But according to Google leadership development advisor Fred Kofman, there is still one thing that more companies need to offer — and it doesn't cost a dime.
"Any company that can provide a sense of meaning, purpose and happiness will be able to attract great talent," Kofman tells CNBC Make It.
Kofman, who previously worked in executive development at LinkedIn and is the author of new book "The Meaning Revolution," coaches Google executives on being more adaptable, innovative and inspiring for the teams they lead.
In his book, Kofman says people "need to be inspired to contribute their best toward the organizational goals," yet over two-thirds of workers are disengaged at work. He argues that people don't just want bigger paychecks; they want to feel their work has purpose.
Although most employers help their workers meet their basic human needs — food, shelter, safety and health — Kofman says they need to do more, for both their employees' sake and their investors' sake.
"If you just pay [workers], you're going to get the minimum discretionary effort; they'll just work for the pay," Kofman said on CNBC's "Squawk Box" on Tuesday. "But if you want them to pour their hearts and souls, you need to give them more."
Today's professionals in the U.S. are "generally doing economically okay," Kofman says. But as they make more money and material benefits become more commonplace — such as medical insurance, 401k matching contributions and paid time off — workers want companies to invest in non-material benefits as well.

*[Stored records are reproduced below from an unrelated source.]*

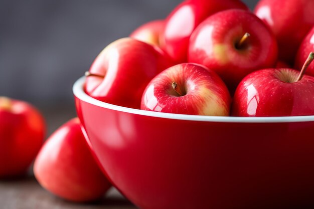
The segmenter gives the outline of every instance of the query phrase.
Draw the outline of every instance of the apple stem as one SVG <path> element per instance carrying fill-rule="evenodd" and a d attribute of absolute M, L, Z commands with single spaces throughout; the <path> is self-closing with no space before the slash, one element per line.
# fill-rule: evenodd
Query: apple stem
<path fill-rule="evenodd" d="M 242 36 L 242 38 L 241 38 L 240 40 L 240 41 L 236 45 L 236 48 L 238 49 L 241 49 L 244 42 L 245 42 L 245 41 L 246 41 L 250 36 L 251 36 L 250 34 L 248 33 L 245 33 L 243 36 Z"/>
<path fill-rule="evenodd" d="M 102 78 L 105 77 L 104 76 L 102 76 L 101 75 L 98 75 L 98 74 L 95 74 L 94 73 L 91 73 L 89 71 L 85 72 L 85 75 L 86 77 L 96 76 L 96 77 L 99 77 L 100 78 Z"/>
<path fill-rule="evenodd" d="M 303 65 L 302 69 L 301 70 L 301 71 L 299 74 L 299 76 L 297 77 L 297 79 L 295 81 L 296 82 L 297 82 L 298 81 L 299 81 L 302 79 L 302 78 L 303 78 L 303 76 L 304 75 L 304 74 L 305 72 L 306 69 L 307 68 L 309 64 L 311 64 L 313 60 L 314 60 L 314 52 L 311 52 L 308 55 L 308 57 L 305 61 L 305 62 L 304 63 L 304 65 Z"/>
<path fill-rule="evenodd" d="M 178 93 L 178 94 L 179 94 L 180 96 L 182 96 L 183 94 L 182 94 L 182 92 L 181 92 L 180 88 L 178 88 L 177 83 L 173 82 L 171 85 L 172 86 L 172 88 L 174 88 L 174 90 L 176 91 L 176 92 Z"/>

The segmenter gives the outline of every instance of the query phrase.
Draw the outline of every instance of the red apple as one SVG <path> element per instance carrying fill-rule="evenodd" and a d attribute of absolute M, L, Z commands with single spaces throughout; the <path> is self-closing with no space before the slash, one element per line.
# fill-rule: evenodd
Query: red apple
<path fill-rule="evenodd" d="M 240 10 L 220 12 L 202 22 L 190 42 L 189 62 L 216 71 L 231 92 L 245 76 L 272 67 L 277 61 L 275 37 L 254 14 Z"/>
<path fill-rule="evenodd" d="M 300 43 L 314 25 L 313 10 L 313 0 L 259 1 L 254 13 L 275 34 L 280 60 L 293 65 Z"/>
<path fill-rule="evenodd" d="M 34 172 L 43 187 L 71 201 L 95 200 L 110 186 L 94 160 L 78 118 L 48 138 L 36 157 Z"/>
<path fill-rule="evenodd" d="M 24 174 L 43 143 L 46 126 L 25 102 L 0 97 L 0 177 Z"/>
<path fill-rule="evenodd" d="M 240 1 L 185 1 L 170 14 L 161 38 L 162 48 L 177 63 L 186 62 L 190 37 L 195 28 L 209 16 L 225 10 L 248 10 Z"/>
<path fill-rule="evenodd" d="M 306 60 L 308 53 L 314 51 L 314 27 L 303 40 L 295 58 L 294 67 L 300 69 Z M 310 65 L 306 70 L 306 74 L 314 76 L 314 65 Z"/>
<path fill-rule="evenodd" d="M 134 31 L 130 37 L 154 46 L 160 46 L 160 35 L 164 30 L 165 21 L 158 20 L 147 23 Z"/>
<path fill-rule="evenodd" d="M 85 90 L 99 100 L 139 109 L 147 84 L 171 65 L 158 48 L 130 38 L 121 39 L 96 58 L 86 75 Z"/>
<path fill-rule="evenodd" d="M 236 91 L 232 115 L 314 115 L 314 77 L 303 76 L 313 58 L 311 53 L 301 72 L 288 68 L 268 69 L 248 75 Z"/>
<path fill-rule="evenodd" d="M 190 115 L 229 115 L 230 96 L 214 71 L 192 63 L 171 67 L 147 86 L 141 109 Z"/>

"We're talking about better colleagues, better work culture, more autonomy, more camaraderie around the office, not just a cool recreational room or free snacks," Kofman says. "At some point, even great material benefits will get to the point of satiation, but the desire to grow professionally, find meaning in your life and feel happier can be limitless."
Other non-material benefits that don't have a price tag include creating an inspiring workplace for employees, offering personal development and ensuring growth opportunities.
"That all adds up to a sense of purpose and a sense of pride for working in a place that is recognized for its goodness," Kofman says.
Companies that are already succeeding at providing their employees with a greater sense of purpose include Facebook, LinkedIn and Google, Kofman notes, but you don't need to work at a big company to seek out meaning and purpose through your work.
"Demand that your company provide a meaningful project for you to engage in and don't compromise," Kofman says. "You have the right to work at a place where you can grow, find meaning and have a significant impact on the world."